Dagobert Michelsen dam@opencsw.org writes:
I see different possibilities on how this can be resolved:
- nettle uses the gnulib definitions
I currently have no plans to switch to using gnulib.
As far as I'm aware, there's no problem with the types which nettle actually uses. So it would be a reasonable workaround to simply not define the int_fast*_t types; then they won't collide with the incompatible definitions gnutls gets from gnulib. Question is just what's the least intrusive way to do that (*if* it's easy to avoid, I'd prefer not to modify the definition of AX_CREATE_STDINT_H).
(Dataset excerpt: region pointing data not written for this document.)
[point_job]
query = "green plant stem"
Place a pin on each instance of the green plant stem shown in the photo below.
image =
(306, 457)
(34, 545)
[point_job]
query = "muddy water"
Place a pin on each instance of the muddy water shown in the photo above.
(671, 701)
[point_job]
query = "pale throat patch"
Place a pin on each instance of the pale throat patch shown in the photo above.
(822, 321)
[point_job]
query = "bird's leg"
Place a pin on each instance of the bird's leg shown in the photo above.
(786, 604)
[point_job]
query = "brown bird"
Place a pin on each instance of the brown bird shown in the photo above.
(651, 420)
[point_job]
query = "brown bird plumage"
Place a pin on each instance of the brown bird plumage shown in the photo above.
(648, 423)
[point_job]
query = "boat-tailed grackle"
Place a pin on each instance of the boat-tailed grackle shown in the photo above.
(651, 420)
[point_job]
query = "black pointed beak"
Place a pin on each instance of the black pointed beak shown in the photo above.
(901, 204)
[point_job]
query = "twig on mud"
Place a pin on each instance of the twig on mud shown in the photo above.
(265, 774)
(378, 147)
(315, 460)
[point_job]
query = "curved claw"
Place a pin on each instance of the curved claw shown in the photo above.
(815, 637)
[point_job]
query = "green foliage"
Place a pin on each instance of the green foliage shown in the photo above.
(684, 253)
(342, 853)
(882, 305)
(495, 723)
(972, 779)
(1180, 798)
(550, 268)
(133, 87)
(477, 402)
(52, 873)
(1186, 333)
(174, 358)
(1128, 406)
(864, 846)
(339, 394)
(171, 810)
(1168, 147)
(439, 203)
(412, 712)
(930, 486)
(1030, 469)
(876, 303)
I would appreciate if you can try the workarounds I suggested the other day and let me know how it works.
- gnulib changes the definitions to conform to nettle
The problem with gnulib is not primarily that it doesn't "conform to nettle", but that it defines some types in a way that differs both from <stdint.h> on later releases on the OS (where the types are included), and from the definition in the stdint.h which comes with gcc.
So code which uses the int_fast*_t types and relies on gnulib will get a slightly different ABI if compiled on SunOS-5.9 (or earlier) using Sun's compiler, than if compiled with gcc on the same system, or compiled with Sun's compiler on any later release of the OS. I think that's what needs to be fixed in gnulib. Do the gnulib folks agree?